Nieuwe Groninger Encyclopedie

P. Brood, A.H. Huussen en J. van der Kooi (1999)

Gepubliceerd op 20-09-2021

Hollandse zending

betekenis & definitie

Van 1602-1853 de naam voor de katholieke Kerk in de Noordelijke Nederlanden. Vanwege de Opstand was de organisatie in bisdommen van 1559 (zie bisdom Groningen I) niet te handhaven.

In Groningen werd na de Reductie (1594) geen nieuwe bisschop benoemd. De paus verklaarde Noord-Nederland tot missiegebied en plaatste dit in 1622 onder de nieuw opgerichte Congregatie de Propaganda Fide. Het hoofd van de Hollandse Zending werd apostolisch-vicaris genoemd, bestuurder namens de paus. Tot 1727 is er een apostolisch-vicaris in functie geweest.De Hollandse Zending werd geleidelijk verdeeld in aartspriesterschappen. De aartspriester had in zijn gebied enig gezag over de wereldheren, de seculieren, die door hun gelovigen als de pastoor werden gezien. Naast deze organisatie werkten missionarissen van verschillende kloosterorden, die van de paus hiervoor toestemming hadden gekregen. Deze regulieren wilden alleen aan hun oversten verantwoording afleggen. Tussen de regulieren en de seculieren kwam ook in Groningen wrijving voor, vanwege de concurrentie en een verschil in opvatting over de geloofspraktijk.
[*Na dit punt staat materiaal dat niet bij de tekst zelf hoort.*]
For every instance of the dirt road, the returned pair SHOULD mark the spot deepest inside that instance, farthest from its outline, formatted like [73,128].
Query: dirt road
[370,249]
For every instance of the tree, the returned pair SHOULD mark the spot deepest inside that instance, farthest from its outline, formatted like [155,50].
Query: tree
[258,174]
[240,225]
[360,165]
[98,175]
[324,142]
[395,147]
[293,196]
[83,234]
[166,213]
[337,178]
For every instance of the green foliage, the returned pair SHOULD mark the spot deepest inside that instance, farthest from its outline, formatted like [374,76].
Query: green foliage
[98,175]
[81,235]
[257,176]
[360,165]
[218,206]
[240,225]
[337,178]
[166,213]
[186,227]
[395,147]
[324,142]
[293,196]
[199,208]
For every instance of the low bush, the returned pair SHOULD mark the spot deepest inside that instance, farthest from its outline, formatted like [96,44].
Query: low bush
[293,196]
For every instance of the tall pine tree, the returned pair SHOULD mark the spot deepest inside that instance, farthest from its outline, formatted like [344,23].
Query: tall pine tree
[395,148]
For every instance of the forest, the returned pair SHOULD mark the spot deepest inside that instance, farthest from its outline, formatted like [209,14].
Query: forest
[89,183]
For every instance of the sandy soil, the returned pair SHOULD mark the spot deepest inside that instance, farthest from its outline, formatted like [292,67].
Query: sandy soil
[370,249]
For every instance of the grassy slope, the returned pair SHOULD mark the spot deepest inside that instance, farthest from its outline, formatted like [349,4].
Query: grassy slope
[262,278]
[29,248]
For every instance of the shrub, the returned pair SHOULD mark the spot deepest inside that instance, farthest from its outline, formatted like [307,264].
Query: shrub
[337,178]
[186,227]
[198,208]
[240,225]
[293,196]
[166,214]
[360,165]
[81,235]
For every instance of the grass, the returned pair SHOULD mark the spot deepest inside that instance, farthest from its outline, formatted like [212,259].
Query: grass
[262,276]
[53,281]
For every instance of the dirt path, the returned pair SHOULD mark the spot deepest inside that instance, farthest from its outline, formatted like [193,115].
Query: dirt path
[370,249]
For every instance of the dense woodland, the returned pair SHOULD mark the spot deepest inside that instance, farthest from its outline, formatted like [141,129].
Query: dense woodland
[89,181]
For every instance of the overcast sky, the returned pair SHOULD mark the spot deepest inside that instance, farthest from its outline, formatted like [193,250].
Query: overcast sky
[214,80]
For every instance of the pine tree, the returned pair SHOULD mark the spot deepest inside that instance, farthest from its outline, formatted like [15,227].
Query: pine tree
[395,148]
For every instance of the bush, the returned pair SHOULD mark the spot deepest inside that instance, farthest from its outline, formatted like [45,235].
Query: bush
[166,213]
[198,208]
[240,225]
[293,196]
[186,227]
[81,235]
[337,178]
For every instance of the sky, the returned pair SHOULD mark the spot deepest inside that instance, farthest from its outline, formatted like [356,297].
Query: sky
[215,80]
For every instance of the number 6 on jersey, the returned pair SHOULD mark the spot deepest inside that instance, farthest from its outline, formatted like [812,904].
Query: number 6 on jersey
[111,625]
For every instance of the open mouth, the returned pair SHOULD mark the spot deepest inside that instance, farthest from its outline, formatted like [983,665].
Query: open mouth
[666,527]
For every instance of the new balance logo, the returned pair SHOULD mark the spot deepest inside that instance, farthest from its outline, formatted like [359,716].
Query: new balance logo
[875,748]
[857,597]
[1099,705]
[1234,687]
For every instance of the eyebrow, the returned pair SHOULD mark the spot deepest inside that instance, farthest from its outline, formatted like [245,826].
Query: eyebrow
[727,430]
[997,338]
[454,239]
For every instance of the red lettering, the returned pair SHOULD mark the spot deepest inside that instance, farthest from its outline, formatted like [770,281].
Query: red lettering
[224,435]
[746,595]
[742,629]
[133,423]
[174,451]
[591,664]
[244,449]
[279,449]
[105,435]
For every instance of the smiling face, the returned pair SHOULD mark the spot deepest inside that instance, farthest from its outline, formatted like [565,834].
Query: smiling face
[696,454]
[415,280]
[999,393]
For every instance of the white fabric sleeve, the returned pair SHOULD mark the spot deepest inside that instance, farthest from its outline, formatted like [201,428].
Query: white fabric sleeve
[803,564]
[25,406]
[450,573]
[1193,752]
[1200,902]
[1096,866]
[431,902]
De meeste hinder heeft de Hollandse Zending ondervonden van de overheid. In de Republiek der Zeven Verenigde Nederlanden heerste gewetensvrijheid, maar geen vrijheid van godsdienstuitoefening voor de katholieken. Priesters mochten hun ambt niet uitoefenen; gelovigen kregen hoge boetes als ze heimelijk naar een rooms-katholieke kerkdienst gingen of de sacramenten ontvingen. Katholieken mochten geen staatsambten vervullen. In Groningen werden de plakkaten tegen de katholieken in de eerste helft van de 17de eeuw streng uitgevoerd. Daarna luwde de vervolging. De apostolisch-vicaris durfde in 1695 in Groningen te komen en het vormsel toe te dienen.

Na 1731 liet de overheid de katholieken wel schuilkerken bouwen en hun godsdienstoefeningen houden als daar maar veel geld voor betaald werd. Katholieken bleven tweederangs burgers.

De burgerlijke gelijkstelling kwam pas met de "Bataafse Revolutie in 1795. De bevoorrechting van de gereformeerde kerk eindigde in 1796 bij de scheiding van kerk en staat. Aan de missiestatus kwam nog geen einde. De paus en de Nederlandse overheid sloten een concordaat dat niet tot uitvoering kwam. Volgens de grondwet van 1848 had de overheid geen zeggenschap meer over de organisatie van de katholieke kerk. De weg was vrij voor het herstel van de hiërarchie in 1853.

Zie ook aartsbisdom Utrecht; bisdom Groningen II. [Vos-Schoonbeek]

Lit: L.J. Rogier, Geschiedenis van het katholicisme in Noord-Nederland in de 16de en 17de eeuw (2de druk; Amsterdam 1947); LJ. Rogier en N. de Rooy, In vrijheid herboren ('s-Gravenhage 1953); M. Vos-Schoonbeek, 'Hinderpalen voor katholieke geloofsuitoefening in Groningen in de 17de en 18de eeuw', GVA 1990. 68-96.